TOKYO -- Two regional banks in southwest Japan likely will push back their planned merger indefinitely, as they have failed to clear the concerns raised by the country's antitrust authorities.
The duo said in February 2016 that they plan to merge in April this year. In January, they were forced to push the target date back until October. They decided last month that an additional few months would be necessary to negotiate the deal with stakeholders.
The banks are abandoning a clear timetable because they now realize a long period of coordination with the Japan Fair Trade Commission would be necessary to get the green light for their merger.
Fukuoka Financial owns Shinwa Bank in Nagasaki Prefecture, where Eighteenth Bank is the top player. When combined, their share in the prefecture's loan market would total around 70% -- unprecedented for regional bank consolidations. Hence, the commission is concerned that the planned merger could hamper competition in interests and fees, leaving customers with fewer choices.
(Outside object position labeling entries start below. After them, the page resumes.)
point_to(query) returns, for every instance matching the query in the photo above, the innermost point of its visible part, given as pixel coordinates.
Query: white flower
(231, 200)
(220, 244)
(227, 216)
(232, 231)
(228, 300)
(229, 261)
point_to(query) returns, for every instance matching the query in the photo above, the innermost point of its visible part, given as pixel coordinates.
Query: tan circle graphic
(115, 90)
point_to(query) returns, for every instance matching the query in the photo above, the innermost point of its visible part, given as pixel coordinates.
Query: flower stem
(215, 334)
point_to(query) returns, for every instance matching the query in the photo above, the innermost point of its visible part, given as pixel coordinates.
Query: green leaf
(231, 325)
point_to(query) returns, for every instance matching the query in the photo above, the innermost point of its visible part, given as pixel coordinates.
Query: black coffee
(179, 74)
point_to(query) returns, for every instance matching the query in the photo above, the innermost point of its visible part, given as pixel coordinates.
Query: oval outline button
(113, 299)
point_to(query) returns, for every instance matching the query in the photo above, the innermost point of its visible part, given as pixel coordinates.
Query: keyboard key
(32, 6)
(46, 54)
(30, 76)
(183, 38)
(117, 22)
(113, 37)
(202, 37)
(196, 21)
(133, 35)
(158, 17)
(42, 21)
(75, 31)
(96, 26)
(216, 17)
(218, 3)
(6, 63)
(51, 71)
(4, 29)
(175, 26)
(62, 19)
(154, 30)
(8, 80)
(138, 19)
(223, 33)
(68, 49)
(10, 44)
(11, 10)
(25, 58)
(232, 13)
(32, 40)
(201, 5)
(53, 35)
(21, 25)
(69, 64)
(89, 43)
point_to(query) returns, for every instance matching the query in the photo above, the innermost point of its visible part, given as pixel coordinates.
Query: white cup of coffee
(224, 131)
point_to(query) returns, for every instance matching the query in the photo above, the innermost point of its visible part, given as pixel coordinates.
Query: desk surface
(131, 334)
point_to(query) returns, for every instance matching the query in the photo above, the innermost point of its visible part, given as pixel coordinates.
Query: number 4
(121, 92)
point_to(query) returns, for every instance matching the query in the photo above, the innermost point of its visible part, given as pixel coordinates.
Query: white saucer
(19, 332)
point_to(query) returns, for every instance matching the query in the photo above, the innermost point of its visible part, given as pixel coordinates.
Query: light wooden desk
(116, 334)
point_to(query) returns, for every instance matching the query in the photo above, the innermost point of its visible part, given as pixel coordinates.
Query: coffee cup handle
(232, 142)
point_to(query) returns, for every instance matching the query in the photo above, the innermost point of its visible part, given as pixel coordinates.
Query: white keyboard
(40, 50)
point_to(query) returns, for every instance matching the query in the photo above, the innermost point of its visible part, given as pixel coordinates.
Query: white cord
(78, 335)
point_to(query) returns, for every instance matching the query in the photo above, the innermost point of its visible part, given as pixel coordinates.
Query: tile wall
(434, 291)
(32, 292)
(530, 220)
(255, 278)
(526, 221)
Before delving into the main screening process, the regulator had requested details about the banks' merger plans, but it has yet to hear from them. If the banks force the deal through, the commission would have to decide whether to issue an order to block it -- a measure never taken in post-war Japan for business reorganization efforts.
The pair maintains that third-party supervision would prevent inconveniences to customers.
Other regional banks across Japan may face similar hurdles. Amid the Bank of Japan's negative interest rate policy, many regional lenders are losing money in core operations. In light of the harsh business environment, Fukuoka Financial and Eighteenth Bank see it crucial for them to consolidate overlapping branches through a merger. The duo, as well as other regional banks, seek to raise efficiency via consolidation in order to continue supplying risk money to smaller localities in northeast Japan, Shikoku and elsewhere.
The merger between Fukuoka Financial and Eighteenth Bank was seen as a model case of local-economy revitalization. So all eyes are on how the banks deal with various antitrust concerns.
To allay those issues, the two banks may unload some loan claims to others, in order to lower their market share. But appeasing regulators will be a tall order. While the commission appears to consider sale of hundreds of billions of yen in loan claims as necessary, the banks see tens of billions of yen as the maximum they could sell with support from local customers.
The duo essentially has three options: come up with a proposal that clears the commission's demands, force the deal through and hope for a favorable judgment through the legal system, or abandon the merger entirely.
If the deal goes through, the combined entity will be the No. 1 regional bank in Japan, with total assets of more than 20 trillion yen ($179 billion).